Some escaped the valley, and Gideon didn’t want their leaders to get back to the desert and re-form for another raiding party. The text continues for the rest of the chapter and tells of how the other tribes joined the search, found and executed the enemy leaders (7:24-25).

The point of the story was that God not only gave the tribes of Israel victory, but He did it while dealing with a doubting and questioning leader. Gideon asked questions and was honest about his fear and doubt – but he didn’t turn and walk out on God. He kept pressing ahead even when doubts plagued him. Here is what we learn…

The believer who honestly shares with God personal doubts (but continues to follow God anyway) will find God both compassionate and understanding.

Author Gayle Thompson wrote this past summer:

Hillary Scott, one-third of the hit trio Lady Antebellum, surprised fans when she announced the release of “Thy Will,” the first single from her and her family’s faith-based album, Love Remains, in April of 2016. The song, Scott later revealed, was written with Emily Wiseband and Bernie Herms following her own personal tragedy, when a much-wanted pregnancy ended in miscarriage. Below, Scott recalls the emotional day on which the trio of tune smiths penned “Thy Will.”

When we were on tour [in the summer of 2015], my husband Chris [Tyrrell] and I just decided we wanted to expand our family. We got pregnant in July and then miscarried in September. And so, “Thy Will” is about me talking to God and asking Him why — like, “Okay, I thought this was a go. We prayed about it. We were going to bring Eisele a sibling,” and for all of it to just kind of not happen. It was my honest conversation with God about, why do bad things happen? But, ultimately, I trust Your will for my life and that it’s all going to be okay…Truly, I believe, [the song] became a pass-through for a message that was a lot bigger than just my own specific thing that I was going through…
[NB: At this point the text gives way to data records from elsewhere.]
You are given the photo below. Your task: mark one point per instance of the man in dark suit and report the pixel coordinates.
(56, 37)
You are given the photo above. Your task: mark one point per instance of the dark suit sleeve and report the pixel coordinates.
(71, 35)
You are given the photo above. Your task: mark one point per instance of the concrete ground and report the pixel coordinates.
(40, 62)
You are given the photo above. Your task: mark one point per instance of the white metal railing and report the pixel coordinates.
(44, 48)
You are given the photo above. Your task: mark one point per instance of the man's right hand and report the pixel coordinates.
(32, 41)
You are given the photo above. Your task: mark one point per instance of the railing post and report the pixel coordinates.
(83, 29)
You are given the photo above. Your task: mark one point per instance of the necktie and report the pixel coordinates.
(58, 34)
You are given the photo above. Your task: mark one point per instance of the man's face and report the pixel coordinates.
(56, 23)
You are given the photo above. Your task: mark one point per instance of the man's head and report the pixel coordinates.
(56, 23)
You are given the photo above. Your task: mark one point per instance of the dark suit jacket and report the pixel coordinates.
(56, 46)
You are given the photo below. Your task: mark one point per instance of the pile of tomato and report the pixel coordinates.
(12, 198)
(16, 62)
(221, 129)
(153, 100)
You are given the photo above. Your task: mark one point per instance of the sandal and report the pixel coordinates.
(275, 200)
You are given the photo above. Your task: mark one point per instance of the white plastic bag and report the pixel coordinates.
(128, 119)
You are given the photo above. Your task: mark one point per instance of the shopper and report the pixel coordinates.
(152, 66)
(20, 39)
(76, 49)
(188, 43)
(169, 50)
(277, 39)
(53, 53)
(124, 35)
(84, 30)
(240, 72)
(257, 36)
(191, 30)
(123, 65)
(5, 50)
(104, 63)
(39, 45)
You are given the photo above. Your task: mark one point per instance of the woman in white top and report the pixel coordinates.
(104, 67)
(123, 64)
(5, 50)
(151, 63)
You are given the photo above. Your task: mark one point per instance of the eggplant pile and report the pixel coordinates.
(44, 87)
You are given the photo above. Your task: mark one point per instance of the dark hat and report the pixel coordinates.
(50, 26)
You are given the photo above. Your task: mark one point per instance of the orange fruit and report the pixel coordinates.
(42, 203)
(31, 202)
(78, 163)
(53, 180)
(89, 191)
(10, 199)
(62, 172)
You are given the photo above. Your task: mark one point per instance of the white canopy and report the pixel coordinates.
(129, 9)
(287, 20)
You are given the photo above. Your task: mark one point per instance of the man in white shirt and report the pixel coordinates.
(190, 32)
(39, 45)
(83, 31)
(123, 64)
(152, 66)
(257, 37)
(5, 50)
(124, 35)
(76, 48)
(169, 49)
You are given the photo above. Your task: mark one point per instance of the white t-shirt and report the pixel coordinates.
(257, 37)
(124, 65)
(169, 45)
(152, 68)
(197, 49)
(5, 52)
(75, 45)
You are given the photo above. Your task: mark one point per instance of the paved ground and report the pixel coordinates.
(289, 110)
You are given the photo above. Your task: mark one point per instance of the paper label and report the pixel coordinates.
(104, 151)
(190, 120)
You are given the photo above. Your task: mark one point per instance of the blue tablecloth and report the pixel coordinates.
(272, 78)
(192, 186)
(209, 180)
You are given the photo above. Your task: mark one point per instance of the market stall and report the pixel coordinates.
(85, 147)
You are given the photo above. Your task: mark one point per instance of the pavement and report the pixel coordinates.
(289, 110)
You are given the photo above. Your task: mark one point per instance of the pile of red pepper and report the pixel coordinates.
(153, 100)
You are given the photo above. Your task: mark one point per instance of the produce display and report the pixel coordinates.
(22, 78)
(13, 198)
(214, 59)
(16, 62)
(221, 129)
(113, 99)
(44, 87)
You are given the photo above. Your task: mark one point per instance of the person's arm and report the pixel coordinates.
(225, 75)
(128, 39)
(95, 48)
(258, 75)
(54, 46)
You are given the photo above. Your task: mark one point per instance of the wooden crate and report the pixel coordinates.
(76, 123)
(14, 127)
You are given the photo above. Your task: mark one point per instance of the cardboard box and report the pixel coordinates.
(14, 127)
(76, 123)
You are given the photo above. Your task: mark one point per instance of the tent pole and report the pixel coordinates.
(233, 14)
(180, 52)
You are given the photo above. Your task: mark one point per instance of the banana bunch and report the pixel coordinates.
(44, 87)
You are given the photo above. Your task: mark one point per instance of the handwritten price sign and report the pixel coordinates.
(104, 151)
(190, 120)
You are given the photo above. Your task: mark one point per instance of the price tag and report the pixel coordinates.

The song is called “Thy Will” by songwriters BERNIE HERMS, HILLARY SCOTT, EMILY LYNN WEISBAND.

I’m so confused – I know I heard you loud and clear. So, I followed through. Somehow I ended up here – I don’t wanna think I may never understand that my broken heart is a part of your plan.

When I try to pray – All I’ve got is hurt and these four words… Thy will be done, Thy will be done, Thy will be done.

I know you’re good – But this don’t feel good right now. And I know you think of things I could never think about. It’s hard to count it all joy, Distracted by the noise, Just trying to make sense of all your promises.

Sometimes I gotta stop – Remember that you’re God and I am not, So… Thy will be done, Thy will be done, Thy will be done. Like a child on my knees all that comes to me is Thy will be done

I know you see me. I know you hear me, Lord. Your plans are for me Goodness you have in store. So, thy will be done. Thy will be done.

It sounds like Hillary got peace, even though she didn’t get an answer to her question as to why this happened. In the end, she learned that God could handle her doubts. She took her pain to God, and He gently held it in His hands.